Glance over cable news ratings for the past several months and a pattern emerges: CNN is no longer at the bottom of the big three. Such progress has been overshadowed — at least in terms of media coverage — by Fox’s continued dominance and MSNBC’s fading influence, but give CNN Worldwide president Jeff Zucker credit for bringing the oldest cable news channel back from the dead.
He’s seemingly the cable news executive everyone loves to hate — no one took a harder punch to the gut over NBC’s Conan-Leno debacle than Zucker. But as we documented here back in 2010, he presided over huge successes for NBCUniversal’s cable side, turning USA Network, Bravo, Oxygen, and Syfy into ratings powerhouses.
Before Zucker took over the Turner-owned network in January 2013, headlines about CNN generally focused on its “ratings tailspin” and its continued “failure” to rekindle its stature after having once been the hallmark cable news network. Several months before he began his tenure, the network put into place the beginnings of what would become Zucker’s signature mark at CNN: original programming.
“If we only look at the competition set as Fox News and MSNBC, we are making a mistake,” he told The Atlantic in Dec. 2012, one month before taking over. “Our competition is anyone who produces nonfiction programming.” Since then, the network has amassed an impressive roster of original programming that now includes: Big name-helmed projects like Anthony Bourdain‘s Parts Unknown, Morgan Spurlock‘s Inside Man, John Walsh‘s The Hunt, Mike Rowe‘s Somebody’s Gotta Do It, Lisa Ling‘s This Is Life, Bill Weir‘s The WonderList; and original series like The Sixties, Finding Jesus, and Death Row Stories.
Most of the series have proven to be ratings successes. Averaged out across their latest seasons of airing, all of their Sunday evening programs rank #1 in their respective time-slot’s key 25-54 demo rating. The only exceptions were the weeknight-airing series: Spurlock, Rowe, The Sixties, and Chicagoland — all of whom ranked #2 in the demo, still beating out MSNBC. The newer, younger audiences attracted to such programming has been a bragging point for CNN, which now boasts a median viewer age of 59 across all primetime programming, compared to MSNBC’s 63 and Fox’s 68.
“The original series have allowed us to have fresh programming when there is a lull in the news cycle,” Zucker told Mediaite. Indeed, when put in that context, the success of the documentaries may help explain why CNN is no longer only successful during big breaking news.
On that note, perhaps the bigger indicator of Zucker’s success has been the year-over-year ratings shift. As we reported last month, CNN’s weeknight primetime demo grew 15% from Q1 2014, the largest growth among the big three. When looking at first quarter year-over-year growth, CNN is also up 20% in total day demo, 11% in full week primetime demo, and 24% in daytime demo.
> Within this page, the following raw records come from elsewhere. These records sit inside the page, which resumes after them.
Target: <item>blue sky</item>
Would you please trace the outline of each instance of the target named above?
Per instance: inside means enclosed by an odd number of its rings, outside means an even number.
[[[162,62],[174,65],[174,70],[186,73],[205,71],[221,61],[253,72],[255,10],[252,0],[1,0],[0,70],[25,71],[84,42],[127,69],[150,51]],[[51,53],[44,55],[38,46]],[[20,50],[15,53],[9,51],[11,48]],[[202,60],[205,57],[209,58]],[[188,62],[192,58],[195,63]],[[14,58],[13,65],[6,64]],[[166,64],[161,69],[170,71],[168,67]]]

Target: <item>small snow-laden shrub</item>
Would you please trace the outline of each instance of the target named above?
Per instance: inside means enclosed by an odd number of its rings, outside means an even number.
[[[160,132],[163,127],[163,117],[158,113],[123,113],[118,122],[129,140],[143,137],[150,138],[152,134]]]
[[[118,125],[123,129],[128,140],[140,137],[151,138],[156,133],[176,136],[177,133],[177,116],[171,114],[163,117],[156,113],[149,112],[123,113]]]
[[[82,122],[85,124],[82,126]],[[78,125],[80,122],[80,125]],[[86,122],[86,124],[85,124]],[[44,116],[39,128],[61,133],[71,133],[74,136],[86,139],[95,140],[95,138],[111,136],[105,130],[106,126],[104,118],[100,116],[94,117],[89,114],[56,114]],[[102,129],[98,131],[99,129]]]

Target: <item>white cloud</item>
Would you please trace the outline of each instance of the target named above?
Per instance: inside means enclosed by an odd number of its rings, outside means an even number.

Meanwhile, MSNBC experienced an astonishing 45% decrease in weeknight primetime demo viewers, and a 39% decrease in total day demo viewership. Underscoring that decline is how Zucker’s 2013 morning show creation, New Day, has defeated MSNBC’s Morning Joe (launched in 2007) in the demo and total viewers for three straight quarters. The slide has gotten so bad that Joe Scarborough has taken to bragging about his show’s demo victories among “elite influencers” (New York, D.C., Boston markets), as if that matters in the big picture.
In primetime, CNN has gone from routinely finishing third (outside of breaking news weeks) to outperforming MSNBC in the key demo during the 7-11 p.m. hours for three consecutive quarters.
Of course, CNN hasn’t caught up with Fox’s enormous ratings; but that was seemingly never the goal. Zucker never publicly set his immediate objective as topping Fox, unlike MSNBC chief Phil Griffin, who famously declared the peacock network would best Ailes & Co. by 2014.
But what factors have helped CNN leap back into a consistent second place? Zucker himself credits the network’s “tremendous commitment to news,” telling Mediaite that the team now does “more news programming — live news programming — than we did before I came here.” Whether it’s the crisis in Ukraine, the Middle East, Ebola, Ferguson, terror abroad, or airplane crashes, CNN is determined to be the destination for breaking news, capitalizing upon its global brand that also includes CNNInternational.
Inside the Acela corridor’s media bubble, much mockery has been aimed at CNN’s incessant coverage of last year’s MH370 crash, and some of the goofy speculation that arose during it. But to Zucker, it’s all part of a game plan that has helped boost the network to where it is now — elite media-watchers be damned.
“What we have done, and done successfully is that we have covered the big stories and get to the bottom of it,” Zucker told Mediaite. “Some people who wanted to make fun of us didn’t fully appreciate that strategy.”
And he welcomes the criticism: “There’s always been a tendency to hold CNN to a higher standard, and that’s something that we want to be held to, because it means that people rely upon us in a very different way.”